Papers are to demonstrate critical engagement with the assigned readings, but will also be graded for the organization, style, and clarity of students’ own argument. A more detailed explanation of what is expected in these papers and how they will be assessed will be provided to the students in class and posted on Blackboard.
Be sure that your paper has a well-‐articulated thesis in the opening paragraph— i.e.: state what you are going to argue—followed by supporting paragraphs in which you draw on information from the reading to build and defend your thesis. In other words, you need to make a claim and provide evidence to back it up.

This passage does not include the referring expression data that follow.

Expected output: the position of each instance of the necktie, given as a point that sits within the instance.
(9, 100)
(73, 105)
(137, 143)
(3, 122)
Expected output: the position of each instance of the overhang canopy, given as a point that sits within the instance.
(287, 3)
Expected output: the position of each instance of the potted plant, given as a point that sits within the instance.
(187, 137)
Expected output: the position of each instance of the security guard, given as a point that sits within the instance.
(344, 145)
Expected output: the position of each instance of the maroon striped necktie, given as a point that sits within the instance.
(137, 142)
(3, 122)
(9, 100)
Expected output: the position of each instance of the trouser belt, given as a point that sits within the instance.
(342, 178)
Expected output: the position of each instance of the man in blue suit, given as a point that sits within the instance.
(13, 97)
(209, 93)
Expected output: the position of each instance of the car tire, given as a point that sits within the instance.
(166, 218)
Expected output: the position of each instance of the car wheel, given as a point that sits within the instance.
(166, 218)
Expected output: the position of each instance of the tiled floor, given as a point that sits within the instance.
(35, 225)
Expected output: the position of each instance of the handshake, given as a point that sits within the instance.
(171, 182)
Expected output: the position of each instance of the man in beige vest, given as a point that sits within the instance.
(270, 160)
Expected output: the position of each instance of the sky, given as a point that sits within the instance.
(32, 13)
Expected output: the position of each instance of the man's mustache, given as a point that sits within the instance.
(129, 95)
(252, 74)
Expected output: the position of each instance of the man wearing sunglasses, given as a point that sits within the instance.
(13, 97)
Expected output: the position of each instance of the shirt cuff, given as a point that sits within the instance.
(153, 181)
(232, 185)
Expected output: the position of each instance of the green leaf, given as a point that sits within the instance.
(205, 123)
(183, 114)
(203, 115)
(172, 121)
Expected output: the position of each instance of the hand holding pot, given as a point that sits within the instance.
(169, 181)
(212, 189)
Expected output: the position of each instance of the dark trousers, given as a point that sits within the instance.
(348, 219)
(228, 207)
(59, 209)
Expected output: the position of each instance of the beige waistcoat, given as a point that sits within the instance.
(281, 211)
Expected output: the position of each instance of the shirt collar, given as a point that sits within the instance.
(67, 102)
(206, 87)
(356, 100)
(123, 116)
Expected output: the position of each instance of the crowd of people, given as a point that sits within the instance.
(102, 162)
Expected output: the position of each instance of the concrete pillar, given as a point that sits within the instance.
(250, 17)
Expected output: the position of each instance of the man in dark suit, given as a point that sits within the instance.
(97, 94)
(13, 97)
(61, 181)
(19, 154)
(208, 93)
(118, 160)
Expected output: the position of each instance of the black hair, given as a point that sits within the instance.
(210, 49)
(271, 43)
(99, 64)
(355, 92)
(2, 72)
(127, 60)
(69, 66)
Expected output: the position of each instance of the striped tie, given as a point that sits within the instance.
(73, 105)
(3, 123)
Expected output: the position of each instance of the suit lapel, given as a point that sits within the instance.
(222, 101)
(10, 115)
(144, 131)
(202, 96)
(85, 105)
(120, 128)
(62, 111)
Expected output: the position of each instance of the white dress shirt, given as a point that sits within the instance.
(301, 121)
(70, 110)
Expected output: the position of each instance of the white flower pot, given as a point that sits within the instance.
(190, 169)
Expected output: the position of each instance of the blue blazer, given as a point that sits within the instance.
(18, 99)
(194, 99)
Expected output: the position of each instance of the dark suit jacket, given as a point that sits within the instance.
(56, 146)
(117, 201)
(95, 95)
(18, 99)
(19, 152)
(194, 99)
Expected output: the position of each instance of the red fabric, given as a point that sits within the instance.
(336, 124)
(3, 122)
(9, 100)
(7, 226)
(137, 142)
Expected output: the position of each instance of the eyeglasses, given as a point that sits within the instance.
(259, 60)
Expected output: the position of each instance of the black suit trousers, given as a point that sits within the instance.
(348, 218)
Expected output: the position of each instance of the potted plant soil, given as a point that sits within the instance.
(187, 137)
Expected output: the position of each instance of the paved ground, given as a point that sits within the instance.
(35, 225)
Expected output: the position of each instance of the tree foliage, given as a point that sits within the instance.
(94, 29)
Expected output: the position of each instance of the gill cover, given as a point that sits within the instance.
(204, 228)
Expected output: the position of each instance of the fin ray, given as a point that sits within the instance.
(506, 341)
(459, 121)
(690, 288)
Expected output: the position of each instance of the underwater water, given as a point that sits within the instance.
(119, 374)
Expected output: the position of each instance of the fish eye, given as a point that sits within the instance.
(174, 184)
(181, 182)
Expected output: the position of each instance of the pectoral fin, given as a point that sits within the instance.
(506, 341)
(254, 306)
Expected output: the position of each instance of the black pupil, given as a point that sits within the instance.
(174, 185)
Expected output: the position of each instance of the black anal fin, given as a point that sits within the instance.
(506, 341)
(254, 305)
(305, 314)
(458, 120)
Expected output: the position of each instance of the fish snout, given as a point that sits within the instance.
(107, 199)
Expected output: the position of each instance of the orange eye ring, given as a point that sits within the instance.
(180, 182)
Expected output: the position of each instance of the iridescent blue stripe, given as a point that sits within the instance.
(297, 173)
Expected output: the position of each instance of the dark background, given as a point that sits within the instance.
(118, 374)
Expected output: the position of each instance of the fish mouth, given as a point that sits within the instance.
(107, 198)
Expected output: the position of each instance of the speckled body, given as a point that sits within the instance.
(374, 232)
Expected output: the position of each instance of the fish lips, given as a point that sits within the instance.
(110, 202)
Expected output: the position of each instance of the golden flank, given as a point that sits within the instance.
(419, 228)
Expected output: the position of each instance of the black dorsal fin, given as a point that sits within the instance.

In keeping with that requirement, I ask that you do two things:
1.) Separate your thesis from the body of the paper. Place it above the start of the paper. This prepares me for what the paper is going to be about, so I can start looking immediately for your arguments.
2.) Include at least four passages from the readings.
You may use any accepted method of citation. Since no outside sources are required for the paper, parenthetical documentation is fine. When citing from the course reader, you can simply write JOT and the page number, i.e.: (JOT, 28), but be sure to state in your text who you are quoting. Don’t just have a quote without attribution! For the Hebrew Scriptures and Gospel readings, you may choose to use standard biblical referencing—i.e. (Gen. 12:3).
In this and all other assignments, students are expected to act in accordance with
the policies on academic integrity set forth by the College of Arts and Sciences.